Unraveling Reality {33-6} Shrewd Shrews

 Shrewd Shrews

“Absolute skull size in mammals principally increases until fully grown.” ~ American zoologist Scot LaPoint

“Postnatal size changes in most vertebrates are unidirectional and finite once the individual reaches full size.” ~ zoologist Javier Lázaro

Red-toothed shrews are common in Eurasia and North America. They have long, pointed snouts, and tiny ears which often cannot be seen. Poor eyesight has these wee creatures rely upon smell and hearing to hunt prey: mainly insects, worms, and grubs. Some shrews use echolocation, which is a cognitively demanding way to create mental images from a montage of audible feedbacks.

These shrews have a high metabolic rate, and scant fat storage. They must eat 80–90% of their body weight daily to stay alive.

Shrews cannot migrate to avoid winter, nor go into hibernation to save energy. The only adaptive recourse is to shrink.

“Brain tissue is energetically very expensive.” ~ Javier Lázaro

In anticipation of winter, shrew bodies shrink ~18%, and dramatically rebound in spring. Shrew brains also correspondingly shrivel as the cold comes on, and partly regrow in spring. This dynamic is known as Dehnel phenomenon, after its 1949 discovery by Polish zoologist August Dehnel.
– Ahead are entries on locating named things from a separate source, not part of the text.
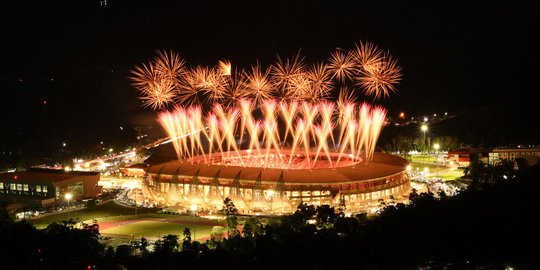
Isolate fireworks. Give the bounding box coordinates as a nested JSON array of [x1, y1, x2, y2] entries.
[[159, 100, 386, 168], [131, 42, 401, 110], [131, 42, 401, 169]]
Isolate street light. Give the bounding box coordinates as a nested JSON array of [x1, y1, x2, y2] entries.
[[266, 189, 275, 214], [420, 125, 427, 151], [189, 204, 199, 241], [64, 193, 73, 220]]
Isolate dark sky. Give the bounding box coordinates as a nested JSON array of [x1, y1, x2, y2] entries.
[[0, 0, 540, 156]]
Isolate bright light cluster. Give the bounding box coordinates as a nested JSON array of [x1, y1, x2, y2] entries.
[[159, 100, 386, 168], [131, 42, 401, 110], [131, 42, 401, 169]]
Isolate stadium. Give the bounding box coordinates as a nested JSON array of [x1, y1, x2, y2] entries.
[[143, 148, 409, 214], [131, 42, 409, 213]]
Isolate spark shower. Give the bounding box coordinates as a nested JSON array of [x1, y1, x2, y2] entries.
[[131, 42, 401, 169]]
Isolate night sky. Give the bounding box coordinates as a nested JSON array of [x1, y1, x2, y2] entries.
[[0, 0, 540, 158]]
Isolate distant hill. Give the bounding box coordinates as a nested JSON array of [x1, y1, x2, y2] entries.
[[433, 102, 540, 146], [379, 100, 540, 146]]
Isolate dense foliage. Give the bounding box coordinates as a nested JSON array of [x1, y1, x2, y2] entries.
[[0, 165, 540, 269]]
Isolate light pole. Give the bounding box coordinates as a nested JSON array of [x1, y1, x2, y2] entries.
[[420, 125, 427, 151], [433, 143, 441, 177], [267, 189, 274, 214], [64, 193, 73, 220]]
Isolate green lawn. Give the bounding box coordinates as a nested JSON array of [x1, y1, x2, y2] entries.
[[101, 220, 213, 239], [410, 155, 435, 163], [439, 169, 463, 181], [29, 201, 156, 228], [409, 162, 448, 173]]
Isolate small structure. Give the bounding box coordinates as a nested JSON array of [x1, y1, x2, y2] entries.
[[0, 168, 101, 205]]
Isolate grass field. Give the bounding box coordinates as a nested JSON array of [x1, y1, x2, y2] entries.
[[409, 162, 448, 173], [410, 155, 435, 163], [439, 169, 463, 181], [29, 201, 156, 228], [100, 219, 213, 239]]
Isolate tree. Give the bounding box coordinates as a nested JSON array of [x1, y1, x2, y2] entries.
[[222, 197, 238, 236], [182, 228, 191, 250], [409, 188, 418, 202], [243, 217, 263, 238], [316, 204, 336, 228], [139, 237, 148, 255], [293, 202, 317, 224], [155, 234, 180, 253]]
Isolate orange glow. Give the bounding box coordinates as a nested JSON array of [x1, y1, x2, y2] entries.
[[130, 39, 401, 110]]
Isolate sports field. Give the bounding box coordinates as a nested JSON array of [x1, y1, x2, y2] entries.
[[98, 218, 219, 240], [30, 201, 226, 241], [29, 201, 156, 228]]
Despite shrunken brains, these voracious hunters lose no mental acumen, as they must continue to eat their way through winter, so they can breed the following summer. If the brain were the organ of mentation, Dehnel phenomenon would be debilitating. But that does not happen. When a brain exists, it is a mere physical facsimile for the mind.

(Common shrews may live to 18 months, but mortality is high, as shrews are on the menu of owls, birds of prey, foxes, and other carnivores larger than shrews.)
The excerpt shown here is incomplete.